Tim Smith gives a look at what he saw from ClearSky Data at Tech Field Day. The company has an interesting approach to storage, providing it as a managed service remotely, over private fiber. This is able to achieve production level speed and capacity. Tim thinks it could be the perfect way for companies firmly invested in on-premises or private clouds to dip their toes into more public waters.
Secondary Storage is Cohesity’s Primary Goal
It says something about Cohesity that they’ve energized a lot of Tech Field Day delegates. After all, their solution is about secondary storage, which might ordinarily be relegated to an afterthought. But Tim Smith appreciates their focus. He puts in succinctly at the end of his piece: All too often, vendors forget that not all data is created equal, and thus should not be treated equally. It’s a really great point and one that Cohesity takes to heart. Their hardware and storage platforms are designed from the ground up to address the specific needs of secondary storage. This encompasses not just backups, but all data not actively used in production. It’s a huge swath of data that’s just waiting to be property leveraged. Tim thinks Cohesity has developed a way to do this.
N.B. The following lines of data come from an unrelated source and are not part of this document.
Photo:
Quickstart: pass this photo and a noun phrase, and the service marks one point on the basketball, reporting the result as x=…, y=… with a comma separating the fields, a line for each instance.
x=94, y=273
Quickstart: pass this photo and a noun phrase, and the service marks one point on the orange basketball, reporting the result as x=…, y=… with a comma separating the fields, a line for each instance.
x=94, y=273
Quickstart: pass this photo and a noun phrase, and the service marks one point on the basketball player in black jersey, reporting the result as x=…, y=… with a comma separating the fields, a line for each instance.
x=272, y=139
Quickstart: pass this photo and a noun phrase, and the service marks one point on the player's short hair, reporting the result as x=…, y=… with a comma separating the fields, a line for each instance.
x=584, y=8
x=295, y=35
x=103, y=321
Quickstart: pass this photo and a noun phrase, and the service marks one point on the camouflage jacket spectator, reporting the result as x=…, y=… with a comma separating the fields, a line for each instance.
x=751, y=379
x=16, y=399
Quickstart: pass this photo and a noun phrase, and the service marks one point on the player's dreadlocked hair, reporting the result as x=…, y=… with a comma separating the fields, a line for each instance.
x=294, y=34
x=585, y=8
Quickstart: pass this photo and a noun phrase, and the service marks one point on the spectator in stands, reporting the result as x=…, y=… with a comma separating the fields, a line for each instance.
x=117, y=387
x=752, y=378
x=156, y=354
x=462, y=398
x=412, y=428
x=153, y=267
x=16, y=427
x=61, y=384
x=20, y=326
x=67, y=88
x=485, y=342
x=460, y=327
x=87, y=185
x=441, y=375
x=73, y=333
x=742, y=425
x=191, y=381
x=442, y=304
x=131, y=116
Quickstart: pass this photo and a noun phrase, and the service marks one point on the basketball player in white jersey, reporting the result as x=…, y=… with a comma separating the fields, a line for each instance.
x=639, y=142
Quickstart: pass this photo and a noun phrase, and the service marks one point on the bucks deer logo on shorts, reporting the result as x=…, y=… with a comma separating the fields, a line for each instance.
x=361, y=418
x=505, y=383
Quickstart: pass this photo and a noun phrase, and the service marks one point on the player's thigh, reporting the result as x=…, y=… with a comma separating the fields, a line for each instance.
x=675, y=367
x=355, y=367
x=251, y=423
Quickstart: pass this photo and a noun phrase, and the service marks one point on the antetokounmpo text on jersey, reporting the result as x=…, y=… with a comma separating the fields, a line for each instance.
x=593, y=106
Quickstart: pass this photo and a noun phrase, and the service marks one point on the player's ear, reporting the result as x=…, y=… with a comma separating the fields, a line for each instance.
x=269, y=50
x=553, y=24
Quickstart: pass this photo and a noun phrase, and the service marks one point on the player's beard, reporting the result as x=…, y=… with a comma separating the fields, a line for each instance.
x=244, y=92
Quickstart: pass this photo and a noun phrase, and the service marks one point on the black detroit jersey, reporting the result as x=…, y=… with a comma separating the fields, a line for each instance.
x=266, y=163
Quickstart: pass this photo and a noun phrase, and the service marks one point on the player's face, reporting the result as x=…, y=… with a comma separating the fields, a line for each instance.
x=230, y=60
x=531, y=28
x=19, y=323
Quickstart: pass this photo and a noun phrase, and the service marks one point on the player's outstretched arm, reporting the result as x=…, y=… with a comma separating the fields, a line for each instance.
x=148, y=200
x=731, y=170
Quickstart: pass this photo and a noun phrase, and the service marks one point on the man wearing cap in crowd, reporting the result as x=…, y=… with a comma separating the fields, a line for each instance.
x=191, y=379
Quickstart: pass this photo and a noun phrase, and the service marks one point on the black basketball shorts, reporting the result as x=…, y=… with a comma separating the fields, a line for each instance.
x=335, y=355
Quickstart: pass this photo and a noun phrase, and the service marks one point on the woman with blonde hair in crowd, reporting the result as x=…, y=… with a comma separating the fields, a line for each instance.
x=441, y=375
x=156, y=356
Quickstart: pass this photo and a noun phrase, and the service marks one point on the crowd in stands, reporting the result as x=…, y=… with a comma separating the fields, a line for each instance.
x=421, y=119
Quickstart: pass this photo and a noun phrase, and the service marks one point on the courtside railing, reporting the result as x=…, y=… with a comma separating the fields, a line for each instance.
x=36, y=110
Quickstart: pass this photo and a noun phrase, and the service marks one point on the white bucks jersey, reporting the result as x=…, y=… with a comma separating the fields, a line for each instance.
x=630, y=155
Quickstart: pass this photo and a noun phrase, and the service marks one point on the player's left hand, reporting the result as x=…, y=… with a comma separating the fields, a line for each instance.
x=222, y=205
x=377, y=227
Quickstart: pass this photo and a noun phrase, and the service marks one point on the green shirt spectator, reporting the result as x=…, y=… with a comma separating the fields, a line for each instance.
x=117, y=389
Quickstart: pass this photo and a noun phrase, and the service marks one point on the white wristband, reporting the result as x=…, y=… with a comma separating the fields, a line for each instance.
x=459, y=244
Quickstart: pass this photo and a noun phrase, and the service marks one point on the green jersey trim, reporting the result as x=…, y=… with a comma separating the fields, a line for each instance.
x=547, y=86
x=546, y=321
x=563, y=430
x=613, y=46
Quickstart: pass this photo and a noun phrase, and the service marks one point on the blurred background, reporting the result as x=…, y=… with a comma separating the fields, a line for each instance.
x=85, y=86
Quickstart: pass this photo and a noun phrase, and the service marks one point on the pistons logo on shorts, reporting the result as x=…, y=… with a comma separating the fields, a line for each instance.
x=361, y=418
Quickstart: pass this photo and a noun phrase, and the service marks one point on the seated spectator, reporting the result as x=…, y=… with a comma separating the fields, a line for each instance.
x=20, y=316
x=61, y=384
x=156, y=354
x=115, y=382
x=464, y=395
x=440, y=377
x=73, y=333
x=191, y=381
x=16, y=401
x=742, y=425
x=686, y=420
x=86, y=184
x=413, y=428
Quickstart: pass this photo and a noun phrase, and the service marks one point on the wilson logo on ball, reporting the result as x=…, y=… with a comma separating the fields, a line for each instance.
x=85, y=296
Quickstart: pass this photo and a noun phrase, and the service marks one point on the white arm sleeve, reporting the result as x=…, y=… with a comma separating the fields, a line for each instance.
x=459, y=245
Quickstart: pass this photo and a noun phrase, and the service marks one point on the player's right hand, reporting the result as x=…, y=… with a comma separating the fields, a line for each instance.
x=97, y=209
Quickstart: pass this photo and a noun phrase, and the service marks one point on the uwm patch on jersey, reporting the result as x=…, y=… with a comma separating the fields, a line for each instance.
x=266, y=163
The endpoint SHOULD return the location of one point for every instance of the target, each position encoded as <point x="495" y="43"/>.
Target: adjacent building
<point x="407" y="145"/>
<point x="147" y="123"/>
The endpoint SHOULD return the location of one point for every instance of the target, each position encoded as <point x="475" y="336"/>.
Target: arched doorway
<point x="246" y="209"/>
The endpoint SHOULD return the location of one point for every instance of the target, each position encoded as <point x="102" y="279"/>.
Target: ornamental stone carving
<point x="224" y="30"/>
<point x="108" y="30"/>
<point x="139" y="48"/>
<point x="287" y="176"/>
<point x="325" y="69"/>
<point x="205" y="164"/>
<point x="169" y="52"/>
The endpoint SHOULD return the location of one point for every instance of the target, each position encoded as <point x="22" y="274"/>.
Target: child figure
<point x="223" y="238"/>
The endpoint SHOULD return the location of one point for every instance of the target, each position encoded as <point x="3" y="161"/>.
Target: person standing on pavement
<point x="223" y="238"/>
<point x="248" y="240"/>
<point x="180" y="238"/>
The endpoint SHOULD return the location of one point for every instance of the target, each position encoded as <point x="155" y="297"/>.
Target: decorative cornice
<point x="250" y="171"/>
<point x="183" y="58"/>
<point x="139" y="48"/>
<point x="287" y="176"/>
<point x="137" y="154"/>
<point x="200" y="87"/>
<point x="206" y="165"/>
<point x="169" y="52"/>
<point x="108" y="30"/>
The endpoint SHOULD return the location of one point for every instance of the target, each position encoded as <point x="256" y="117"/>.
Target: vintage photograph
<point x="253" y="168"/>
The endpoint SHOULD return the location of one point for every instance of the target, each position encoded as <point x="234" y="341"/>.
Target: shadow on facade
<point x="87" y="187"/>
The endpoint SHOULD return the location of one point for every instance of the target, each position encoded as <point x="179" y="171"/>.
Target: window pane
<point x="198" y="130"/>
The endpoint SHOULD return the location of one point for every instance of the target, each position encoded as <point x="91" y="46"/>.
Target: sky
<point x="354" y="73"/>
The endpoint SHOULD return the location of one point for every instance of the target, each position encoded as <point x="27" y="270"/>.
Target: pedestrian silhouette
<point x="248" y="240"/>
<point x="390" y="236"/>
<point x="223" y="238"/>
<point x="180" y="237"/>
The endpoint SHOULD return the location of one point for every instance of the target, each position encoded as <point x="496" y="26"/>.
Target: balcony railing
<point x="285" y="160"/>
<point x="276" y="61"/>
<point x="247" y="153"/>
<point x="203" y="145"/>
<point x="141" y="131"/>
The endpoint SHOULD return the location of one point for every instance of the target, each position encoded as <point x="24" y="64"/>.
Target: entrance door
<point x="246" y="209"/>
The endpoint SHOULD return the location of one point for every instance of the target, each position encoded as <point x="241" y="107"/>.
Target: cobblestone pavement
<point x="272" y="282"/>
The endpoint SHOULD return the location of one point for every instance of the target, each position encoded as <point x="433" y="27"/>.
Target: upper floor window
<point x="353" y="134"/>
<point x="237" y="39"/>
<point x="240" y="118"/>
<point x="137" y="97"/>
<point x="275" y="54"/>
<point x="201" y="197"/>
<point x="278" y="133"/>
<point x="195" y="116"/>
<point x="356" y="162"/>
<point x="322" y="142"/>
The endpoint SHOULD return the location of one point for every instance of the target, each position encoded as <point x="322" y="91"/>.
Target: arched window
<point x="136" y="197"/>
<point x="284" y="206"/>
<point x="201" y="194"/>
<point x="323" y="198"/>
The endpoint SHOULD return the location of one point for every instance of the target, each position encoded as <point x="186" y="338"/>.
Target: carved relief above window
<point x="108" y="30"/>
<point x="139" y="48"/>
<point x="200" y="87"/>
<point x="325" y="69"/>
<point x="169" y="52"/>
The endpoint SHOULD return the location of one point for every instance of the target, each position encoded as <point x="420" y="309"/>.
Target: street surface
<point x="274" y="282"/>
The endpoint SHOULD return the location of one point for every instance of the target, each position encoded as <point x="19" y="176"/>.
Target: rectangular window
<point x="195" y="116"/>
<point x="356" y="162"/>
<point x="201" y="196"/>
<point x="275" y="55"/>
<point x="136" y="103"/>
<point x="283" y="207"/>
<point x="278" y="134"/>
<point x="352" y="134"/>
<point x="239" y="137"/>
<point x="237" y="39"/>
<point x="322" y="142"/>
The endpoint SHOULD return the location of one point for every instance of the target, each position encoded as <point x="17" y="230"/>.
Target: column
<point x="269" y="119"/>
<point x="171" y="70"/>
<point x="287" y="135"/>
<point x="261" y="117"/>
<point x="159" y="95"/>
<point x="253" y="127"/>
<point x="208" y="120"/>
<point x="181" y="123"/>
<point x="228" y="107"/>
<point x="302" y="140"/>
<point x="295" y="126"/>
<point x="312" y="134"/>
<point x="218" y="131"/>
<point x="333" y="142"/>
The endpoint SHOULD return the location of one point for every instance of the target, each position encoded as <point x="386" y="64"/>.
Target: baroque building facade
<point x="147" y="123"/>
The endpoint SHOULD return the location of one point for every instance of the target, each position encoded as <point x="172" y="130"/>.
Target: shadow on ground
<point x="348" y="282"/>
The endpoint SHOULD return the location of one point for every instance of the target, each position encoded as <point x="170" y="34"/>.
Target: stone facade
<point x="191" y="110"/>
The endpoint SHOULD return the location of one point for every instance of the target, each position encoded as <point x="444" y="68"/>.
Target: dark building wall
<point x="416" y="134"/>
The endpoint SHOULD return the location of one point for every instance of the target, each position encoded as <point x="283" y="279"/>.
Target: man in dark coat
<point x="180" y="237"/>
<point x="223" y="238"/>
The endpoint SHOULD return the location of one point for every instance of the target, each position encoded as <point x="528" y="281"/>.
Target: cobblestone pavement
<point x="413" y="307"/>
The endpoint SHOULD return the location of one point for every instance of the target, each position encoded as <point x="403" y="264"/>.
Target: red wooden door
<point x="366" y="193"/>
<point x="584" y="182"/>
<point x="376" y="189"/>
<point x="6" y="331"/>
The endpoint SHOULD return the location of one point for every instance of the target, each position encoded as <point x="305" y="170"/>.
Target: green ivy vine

Time to bring back the middleman
Tim Smith reconsiders the idea of a middleman. The term hardly has a positive connotation, generally a derogatory term for someone imposed by bureaucracy. But with DriveScale, Tim sees something different. He sees their disaggregated approach to hardware as liberating storage from compute, particularly useful for scaling Hadoop clusters. Overall, he seems pretty bullish on their agile solution.